Kiyoko Fujimura
Buzzbuzzhome Corp.
February 26, 2010

With money flying around the world in futures, derivatives, hedge funds, mutual funds, commodities trading, T-Bills, bonds, currencies and the like (Phew!), real estate investing offers the buyer something unique: a tangible object that one can actually OWN.

That feature, coupled with the fact that housing prices seem to be endlessly going up in Canada, make how to invest in real estate a hot topic right now. So here’s some tips from the Globe and Mail.

First, if you are a passive investor then real estate investment trusts (REITs) might be the way to go. They’re kind of like mutual funds in that someone manages the money for you and your money is pooled with others. One way they’re not like mutual funds? While the best mutual fund in Canada has made a risk-adjusted return of 10.05% in 2009, the REIT index has gained 60.8% (now THAT’S a spread).

If you want to be a bit more active in your portfolio, then maybe consider a real estate syndicate. Brokers put together people with money to buy buildings TOGETHER.

Jason Shiner of Ottawa’s District Realty said most deals involve investments of $100,000 to $250,000. The key is to ask questions before joining. “You want to look at who you are partnering with, what rules there are about who can join, what are the exit strategies,” he said. “You don’t want to be the weakest link, or the strongest, you all want to have about the same amount at stake.” The Globe and Mail

Finally, if you’re a real estate big whig (and you probably don’t need this post to tell you how to get involved in real estate investing) you likely buy industrial or commercial properties. And they’re not in major cities like you might think. They tend to be either smaller cities in the Prairies or out on the East coast.

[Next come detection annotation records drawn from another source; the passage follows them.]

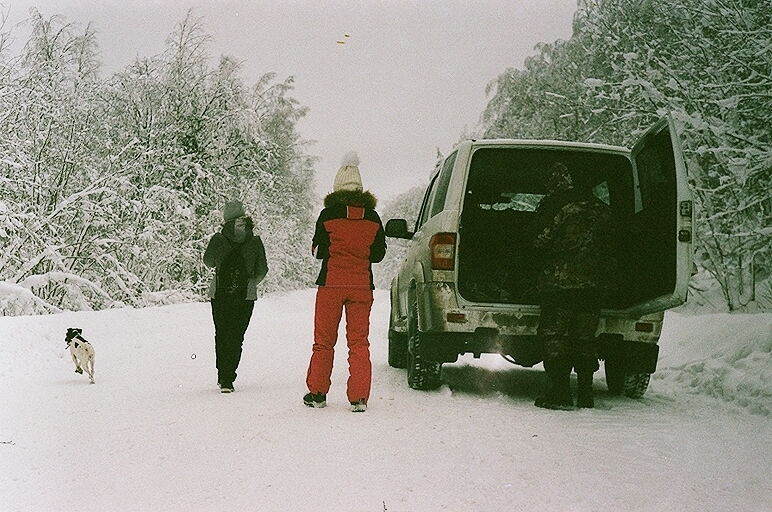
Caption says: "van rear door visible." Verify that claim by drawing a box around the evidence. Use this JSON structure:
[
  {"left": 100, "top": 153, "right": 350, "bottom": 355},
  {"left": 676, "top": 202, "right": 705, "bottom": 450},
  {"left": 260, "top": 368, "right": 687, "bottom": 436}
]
[{"left": 624, "top": 115, "right": 693, "bottom": 317}]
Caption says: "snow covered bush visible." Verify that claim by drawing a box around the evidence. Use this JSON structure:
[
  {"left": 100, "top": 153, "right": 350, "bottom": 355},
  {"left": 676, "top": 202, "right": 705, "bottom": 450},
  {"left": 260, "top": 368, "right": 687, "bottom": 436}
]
[{"left": 0, "top": 10, "right": 314, "bottom": 315}]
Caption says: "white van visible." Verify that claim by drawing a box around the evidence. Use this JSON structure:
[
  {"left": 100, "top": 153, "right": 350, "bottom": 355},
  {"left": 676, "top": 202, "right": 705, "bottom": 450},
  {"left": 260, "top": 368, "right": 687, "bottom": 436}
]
[{"left": 386, "top": 116, "right": 693, "bottom": 397}]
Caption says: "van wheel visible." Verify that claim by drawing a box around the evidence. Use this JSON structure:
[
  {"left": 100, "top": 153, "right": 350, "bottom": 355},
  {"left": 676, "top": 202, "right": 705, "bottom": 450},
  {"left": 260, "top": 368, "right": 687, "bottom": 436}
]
[
  {"left": 389, "top": 321, "right": 407, "bottom": 368},
  {"left": 407, "top": 302, "right": 442, "bottom": 390}
]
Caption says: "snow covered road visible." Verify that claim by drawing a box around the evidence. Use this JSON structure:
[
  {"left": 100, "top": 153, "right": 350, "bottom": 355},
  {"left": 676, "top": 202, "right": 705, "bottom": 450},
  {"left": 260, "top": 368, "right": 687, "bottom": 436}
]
[{"left": 0, "top": 290, "right": 772, "bottom": 512}]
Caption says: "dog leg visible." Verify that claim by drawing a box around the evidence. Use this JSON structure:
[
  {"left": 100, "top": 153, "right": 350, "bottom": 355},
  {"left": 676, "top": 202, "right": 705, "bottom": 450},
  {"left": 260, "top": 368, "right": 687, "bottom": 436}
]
[{"left": 70, "top": 353, "right": 83, "bottom": 373}]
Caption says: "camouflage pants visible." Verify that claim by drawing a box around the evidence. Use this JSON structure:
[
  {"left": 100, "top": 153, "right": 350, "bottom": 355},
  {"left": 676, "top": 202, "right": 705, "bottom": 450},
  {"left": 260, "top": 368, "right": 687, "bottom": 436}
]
[{"left": 538, "top": 290, "right": 600, "bottom": 373}]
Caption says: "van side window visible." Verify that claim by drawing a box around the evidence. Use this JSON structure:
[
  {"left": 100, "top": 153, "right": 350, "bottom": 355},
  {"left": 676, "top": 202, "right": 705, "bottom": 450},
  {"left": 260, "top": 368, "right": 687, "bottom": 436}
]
[
  {"left": 429, "top": 151, "right": 458, "bottom": 217},
  {"left": 414, "top": 174, "right": 439, "bottom": 232}
]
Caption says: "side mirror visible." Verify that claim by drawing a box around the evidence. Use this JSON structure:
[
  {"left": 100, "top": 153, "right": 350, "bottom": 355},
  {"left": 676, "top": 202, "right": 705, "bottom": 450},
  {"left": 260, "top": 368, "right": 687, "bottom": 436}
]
[{"left": 384, "top": 219, "right": 413, "bottom": 240}]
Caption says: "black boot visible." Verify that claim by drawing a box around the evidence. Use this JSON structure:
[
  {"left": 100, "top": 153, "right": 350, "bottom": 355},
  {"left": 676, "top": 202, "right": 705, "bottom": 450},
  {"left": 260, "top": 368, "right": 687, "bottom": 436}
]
[{"left": 576, "top": 372, "right": 595, "bottom": 409}]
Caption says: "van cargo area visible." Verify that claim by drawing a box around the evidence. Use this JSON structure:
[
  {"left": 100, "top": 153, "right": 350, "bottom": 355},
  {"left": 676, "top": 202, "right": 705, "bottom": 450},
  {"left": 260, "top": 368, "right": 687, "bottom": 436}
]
[{"left": 458, "top": 142, "right": 677, "bottom": 309}]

Rental properties are interesting. They certainly tie the buyer up with a lot of risk (i.e. What if no one rents it? What if whoever rents it doesn’t PAY?). But, with interest rates at all time lows, more of the monthly rental payments can go straight into the investor’s pocket. Only question is, do you have the TIME for a rental property? Otherwise you have to pay a property manager and that gets expensive.

So there you have it! Happy hunting!